The identification of ncRNAs in neuronal function and brain disease also suggests that ncRNAs may be useful targets for the development of therapeutic agents. In fact, researchers have successfully engineered molecules called antagomirs that can silence miRNAs in vivo (Krutzfeldt et al., 2005). For therapeutic agents that need to reach the CNS, the blood–brain barrier is often a significant obstacle. However researchers have recently been able to target siRNAs to the CNS. siRNAs are ∼22 bp double-stranded RNAs that can silence expression of their cognate gene targets. In one experiment, an siRNA targeted against green fluorescent protein (GFP) was conjugated to a 29 amino acid acetylcholine receptor binding peptide, enabling the conjugated molecule to specifically target the CNS (Kumar et al., 2007). This molecule was able to reduce brain-specific GFP expression. A similar experiment using an siRNA targeted against a viral gene was able to protect mice against virally mediated brain inflammation. These experiments strongly suggest that siRNA inactivation of specific genes may be a useful avenue for future treatment of human diseases, including diseases of the CNS.
The future of ncRNA research
Although we now know that ncRNAs are involved in many previously unanticipated areas of neurobiology, what does the future hold for this research area? Some areas of investigation that are likely to be fruitful include the following: identification of additional dendrite-specific ncRNAs regulating synapse development and plasticity, as well as identification and functional characterization of ncRNAs expressed in specific brain regions or in response to specific pharmacological or drug treatments.
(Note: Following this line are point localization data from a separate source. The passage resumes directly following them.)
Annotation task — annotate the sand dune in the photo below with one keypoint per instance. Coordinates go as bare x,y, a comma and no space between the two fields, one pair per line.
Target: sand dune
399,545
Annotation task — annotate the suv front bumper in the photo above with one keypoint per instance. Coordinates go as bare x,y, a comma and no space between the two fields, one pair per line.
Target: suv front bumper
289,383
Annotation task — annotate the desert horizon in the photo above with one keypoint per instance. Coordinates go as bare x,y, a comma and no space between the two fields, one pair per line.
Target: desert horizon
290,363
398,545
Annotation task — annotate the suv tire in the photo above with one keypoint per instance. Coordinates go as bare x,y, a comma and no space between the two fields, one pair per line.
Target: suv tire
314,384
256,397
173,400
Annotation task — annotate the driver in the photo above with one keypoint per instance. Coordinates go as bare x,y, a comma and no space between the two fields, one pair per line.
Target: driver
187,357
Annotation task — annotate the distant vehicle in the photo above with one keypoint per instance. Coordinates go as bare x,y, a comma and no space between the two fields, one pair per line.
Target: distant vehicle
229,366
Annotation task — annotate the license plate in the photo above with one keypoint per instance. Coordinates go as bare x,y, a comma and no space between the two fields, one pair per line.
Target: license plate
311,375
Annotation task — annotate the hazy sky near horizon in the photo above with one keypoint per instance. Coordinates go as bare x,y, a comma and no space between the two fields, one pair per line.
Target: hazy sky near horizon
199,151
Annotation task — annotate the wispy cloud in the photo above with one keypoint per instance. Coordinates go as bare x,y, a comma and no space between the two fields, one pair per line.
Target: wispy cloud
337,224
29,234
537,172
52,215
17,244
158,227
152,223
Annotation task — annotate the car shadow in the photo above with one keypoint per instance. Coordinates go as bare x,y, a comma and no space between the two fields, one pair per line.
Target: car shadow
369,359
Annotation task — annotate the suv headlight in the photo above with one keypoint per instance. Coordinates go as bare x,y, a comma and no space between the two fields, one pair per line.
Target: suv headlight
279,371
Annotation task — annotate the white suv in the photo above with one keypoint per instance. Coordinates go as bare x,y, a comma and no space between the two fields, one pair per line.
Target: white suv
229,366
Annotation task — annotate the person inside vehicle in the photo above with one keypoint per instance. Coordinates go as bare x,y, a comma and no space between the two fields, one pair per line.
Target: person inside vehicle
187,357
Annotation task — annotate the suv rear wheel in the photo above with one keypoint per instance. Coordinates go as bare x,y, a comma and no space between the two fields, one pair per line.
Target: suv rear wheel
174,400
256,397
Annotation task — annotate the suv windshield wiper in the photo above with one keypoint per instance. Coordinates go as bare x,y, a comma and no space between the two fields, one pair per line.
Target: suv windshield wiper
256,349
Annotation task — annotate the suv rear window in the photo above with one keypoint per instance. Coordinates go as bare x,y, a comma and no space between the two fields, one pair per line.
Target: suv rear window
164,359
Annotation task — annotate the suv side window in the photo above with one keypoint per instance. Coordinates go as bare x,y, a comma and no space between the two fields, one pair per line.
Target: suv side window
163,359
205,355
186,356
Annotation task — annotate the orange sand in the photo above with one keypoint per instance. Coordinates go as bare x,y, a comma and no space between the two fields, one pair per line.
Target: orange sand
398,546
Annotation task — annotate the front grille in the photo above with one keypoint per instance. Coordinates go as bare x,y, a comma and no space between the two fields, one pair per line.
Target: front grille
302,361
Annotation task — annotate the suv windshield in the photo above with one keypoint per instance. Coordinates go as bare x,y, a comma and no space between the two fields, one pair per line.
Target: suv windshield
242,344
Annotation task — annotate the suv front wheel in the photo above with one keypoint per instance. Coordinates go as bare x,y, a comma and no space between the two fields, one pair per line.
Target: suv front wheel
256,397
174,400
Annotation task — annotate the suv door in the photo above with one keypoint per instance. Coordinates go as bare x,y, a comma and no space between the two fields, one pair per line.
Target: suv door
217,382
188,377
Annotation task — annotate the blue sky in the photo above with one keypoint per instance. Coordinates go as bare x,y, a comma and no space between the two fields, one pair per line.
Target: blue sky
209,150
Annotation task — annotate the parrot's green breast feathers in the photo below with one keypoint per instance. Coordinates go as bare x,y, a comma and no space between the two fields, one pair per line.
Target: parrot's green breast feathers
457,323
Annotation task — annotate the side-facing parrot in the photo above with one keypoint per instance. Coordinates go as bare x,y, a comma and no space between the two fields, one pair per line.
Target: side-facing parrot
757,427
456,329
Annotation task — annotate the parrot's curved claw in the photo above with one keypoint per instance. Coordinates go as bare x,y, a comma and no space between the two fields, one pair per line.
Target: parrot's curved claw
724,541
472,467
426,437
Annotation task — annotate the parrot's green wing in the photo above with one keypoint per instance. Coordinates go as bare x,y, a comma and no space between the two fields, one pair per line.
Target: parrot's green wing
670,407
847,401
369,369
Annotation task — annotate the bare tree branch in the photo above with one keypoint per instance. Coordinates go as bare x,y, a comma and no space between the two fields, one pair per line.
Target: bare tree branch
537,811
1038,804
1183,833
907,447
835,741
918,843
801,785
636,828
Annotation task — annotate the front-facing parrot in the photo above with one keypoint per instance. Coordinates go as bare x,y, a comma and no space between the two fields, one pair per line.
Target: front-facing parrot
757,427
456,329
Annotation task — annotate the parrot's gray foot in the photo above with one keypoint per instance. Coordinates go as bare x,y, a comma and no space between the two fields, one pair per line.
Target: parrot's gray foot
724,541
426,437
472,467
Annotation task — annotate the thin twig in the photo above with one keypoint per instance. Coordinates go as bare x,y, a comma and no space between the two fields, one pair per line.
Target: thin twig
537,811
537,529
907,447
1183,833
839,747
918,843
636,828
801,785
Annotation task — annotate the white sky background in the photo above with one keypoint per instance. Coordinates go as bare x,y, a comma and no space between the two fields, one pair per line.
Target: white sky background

Investigations into the changes in ncRNA expression that occur during brain development may help us begin to understand what impact these molecules may have in brain development and function. The identification of ncRNA targets as well as messages that cannot be regulated by a given ncRNA (anti-targets) will help to place ncRNAs into known regulatory pathways and further delineate their biological functions. The detailed characterization of the protein machinery required for ncRNA processing and function would be of great interest. Structural and functional investigations into the zoo of subcellular RNA-containing particles (P-bodies, neuronal granules, Cajal bodies, Gems, nuclear speckles) (Lamond and Spector, 2003; Cioce and Lamond, 2005; Eulalio et al., 2007) should be very interesting. Epigenetic regulators such as histone-modifying enzymes and DNA methylases are significant players in learning and memory (Levenson and Sweatt, 2006). Do noncoding RNAs also play an important role? Finally, in the area of human health, do ncRNAs play an as yet undiscovered role in other neuropsychiatric or neurodevelopmental disorders? If so, can novel therapies be developed to target these ncRNAs and improve health outcomes?